The Distance Vector Based Detection of node replication in static sensor network is another method which uses the new claim as distance between the nodes and the base station. Normally all the previous defense mechanisms use the claim of ID and location as the deciding factor for the trustworthiness of nodes. Distance vector based detection method uses distance as the third phenomenon which is the helping factor in addition to location claim of the node. The overall communication overhead decreases from 4.89 % to 2.44 % and there is a reduction of 2.45 % when the protocol runs for the detection of clone node detection. This method helps the detection of clone or malicious nodes in the network, even though the location of the nodes gets duplicated.

To solve the problem of mobile node replication attacks in wireless sensor networks during high mobility, the ORTM is introduced with validating parameters namely initial deployment position (origin) of the node and local route it has traveled (trace) from the origin.
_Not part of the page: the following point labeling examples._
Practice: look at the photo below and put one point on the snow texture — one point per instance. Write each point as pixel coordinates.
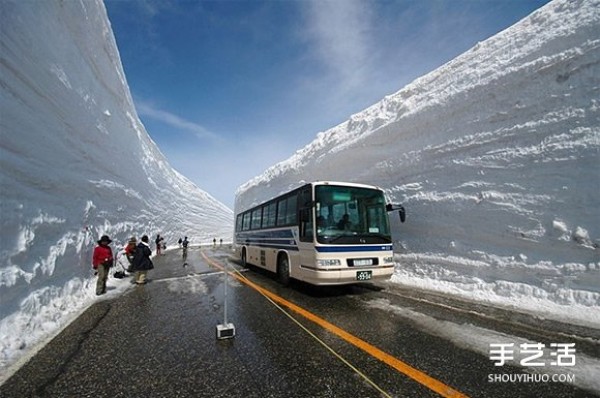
(496, 157)
(76, 163)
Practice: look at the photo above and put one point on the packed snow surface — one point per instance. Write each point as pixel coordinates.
(76, 163)
(496, 158)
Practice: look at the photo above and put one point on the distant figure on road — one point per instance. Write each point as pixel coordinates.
(184, 244)
(141, 261)
(102, 260)
(158, 242)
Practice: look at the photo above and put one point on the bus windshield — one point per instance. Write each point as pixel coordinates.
(351, 215)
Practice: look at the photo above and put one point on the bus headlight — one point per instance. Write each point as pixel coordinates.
(328, 263)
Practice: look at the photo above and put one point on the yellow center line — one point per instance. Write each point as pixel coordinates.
(404, 368)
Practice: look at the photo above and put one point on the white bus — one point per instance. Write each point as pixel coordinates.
(323, 233)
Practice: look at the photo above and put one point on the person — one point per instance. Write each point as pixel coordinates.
(130, 251)
(184, 244)
(344, 223)
(158, 241)
(102, 260)
(141, 261)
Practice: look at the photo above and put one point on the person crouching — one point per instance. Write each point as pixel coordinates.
(102, 260)
(141, 261)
Presumably, this is the second method after the SPRT which is hypothesis testing based and which will fail if any of the assumptions are not met. The proposed ORTM scheme is robust when compared to SPRT scheme and the detection probability of ORTM technique is comparatively high. But the communication (memory and energy) overheads of nodes and base station are comparatively high with SPRT because of its computational ability and iterative run. The overhead, which is negligible, doesn’t affect the network performance.